La conférence inaugurale du premier Festival ouest-africain des arts et de la culture (Ecofest 2025), prononcée le lundi 1er décembre, au Grand Théâtre national Doudou Ndiaye par le professeur Mamadou Fall, a ouvert le débat sur le rôle crucial de la culture face aux mutations politiques et aux crises qui secouent l’Afrique de l’Ouest. Le spécialiste des dynamiques sociopolitiques africaines a livré une analyse profonde, rappelant que l’origine de nombreux conflits réside dans un déficit culturel et identitaire.
La culture est le premier rempart contre les conflits, selon Mamadou Fall. L’universitaire prononçait, le lundi 1er décembre, au Grand-Théâtre national Doudou Ndiaye Coumba Rose, la leçon inaugurale du premier Festival ouest-africain des arts et de la culture (Ecofest 2025, 30 novembre- 6 décembre) sur le thème « Mutations et crises politiques en Afrique de l’Ouest : que peut faire la culture ? ».
M. Fall a souligné que les conflits se multiplient là où persiste un déficit de culture. Il a précisé aussitôt que la culture ne doit pas être réduite au folklore ou au « décor ». Elle est, a-t-il affirmé, « un instrument de convivialité, un lien entre les peuples, une valeur cardinale » autour de laquelle les communautés se retrouvent. Lorsqu’une société parvient à renouer avec ses identités les plus fondamentales, elle crée naturellement un espace où les tensions n’ont plus de raison d’être.
Pour étayer ses propos, le spécialiste des dynamiques sociopolitiques africaines a cité l’exemple du Mali, qu’il présente comme une illustration parfaite d’un conflit enraciné non dans des enjeux politiques ou sécuritaires, mais dans des dissonances culturelles et communautaires. Ces fractures, anciennes et profondes, témoignent, selon lui, d’un manque de reconnaissance et de compréhension des identités communes.
Vers un changement de paradigme
Poursuivant, le professeur Fall a rappelé une vérité qui, selon lui, est souvent négligée. Il s’agit de l’existence d’une unité culturelle africaine, largement démontrée depuis plus d’un demi-siècle par Cheikh Anta Diop. Si les sociétés africaines prenaient pleinement conscience de ce qui les relie, des fondements identitaires hérités de leurs propres communautés, beaucoup de conflits trouveraient moins d’espace pour éclore.

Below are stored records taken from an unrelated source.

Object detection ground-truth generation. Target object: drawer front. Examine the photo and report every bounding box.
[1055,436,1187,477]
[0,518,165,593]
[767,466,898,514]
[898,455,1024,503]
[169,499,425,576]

Pour lui, le déficit d’identité et de reconnaissance mutuelle reste l’un des moteurs les plus puissants de la violence contemporaine. D’où l’urgence d’intégrer les identités communes dans la pédagogie, dans les épistémologies africaines, mais également dans les politiques publiques de développement. En d’autres termes, la culture doit redevenir un référentiel central.
C’est ce diagnostic, a indiqué le professeur, qui pousse aujourd’hui à un changement de paradigme : réhabiliter les savoirs endogènes. Trop longtemps cantonnée au folklore, la culture doit être comprise comme une véritable « économie politique » faite de sons, de lumières, de valeurs et d’émotions. Ces éléments constituent, selon le professeur Fall, la « sève vivante de l’être humain », celle qui structure les sociétés et peut servir de liant entre leurs différentes composantes.
Ainsi, il a appelé à une organisation, une valorisation et une mobilisation consciente des ressources culturelles pour renforcer la cohésion sociale. Car, a-t-il rappelé, c’est ce qui fondamentalement définit les êtres humains.
Sur le thème : « Mutations et crises politiques en Afrique de l’Ouest : que peut faire la culture ? », cette conférence inaugurale a ouvert officiellement le cycle des panels, débats et rencontres intellectuels d’Ecofest 2025. Le ton est donc donné.
Il s’agira de penser la culture non comme une simple expression artistique, mais comme une force politique, sociale et identitaire capable de retisser les liens là où se creusent les fractures. Un appel à réinventer les réponses aux crises en s’appuyant sur ce que les sociétés africaines possèdent déjà en partage : une culture riche, vivante et profondément fédératrice.